Parallel runs crash on one cluster but not the other |
- Date: 2009/04/21 23:44
- Name: Baruch Feldman
I installed OpenMx about two weeks ago and have been trying to replicate the curve of speedup benchmarks shown in figure (c) at
based on DIA64_Band.dat.
I've found that the Methane and Automatic run tests work fine. Moreover, I've run DIA64_Band.dat with several different numbers of processors and get results in agreement for all the runs. I've had near linear speedup for numbers of cores ranging from 8 to 36.
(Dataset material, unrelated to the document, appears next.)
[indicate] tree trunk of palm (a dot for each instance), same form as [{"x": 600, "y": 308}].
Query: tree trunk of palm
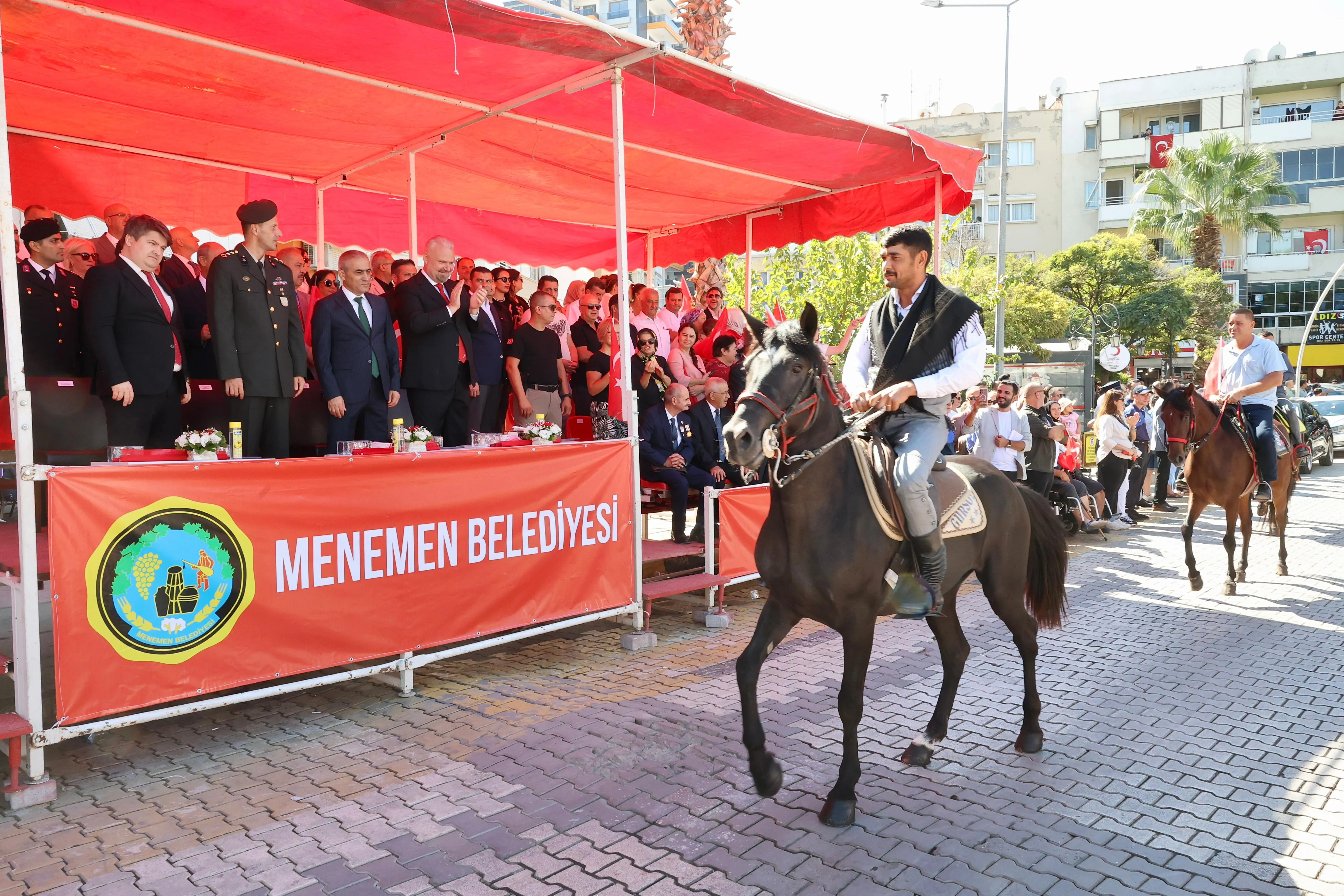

However, I'm currently only able to run parallel jobs (serial ones work ok) on our 400 series cluster, but not on our 500 series cluster, which has more total computing power. According to our documentation, these clusters have the same libraries and MPI. The only obvious difference (to me) is that the 500 cluster contains two dual-core CPU's per node, whereas 400 contains two single-core CPU's. I compiled OpenMx with OpenMP but am running without the -nt option, so I expect pure MPI parallelization. Here is the submission command from my PBS script:
/opt/mpi/bin/mpirun -np $NP -machinefile $PBS_NODEFILE openmx DIA64_Band.dat > diamond64.std
On the 500 cluster, the job crashes within seconds, with the following typical output:
p0_16740: p4_error: Child process exited while making connection to remote process on sfi5045: 0
p0_16740: (46.070312) net_send: could not write to fd=6, errno = 32
mpirun: got sig, my pid is 16190
childs pid is:
Any suggestions would be appreciated.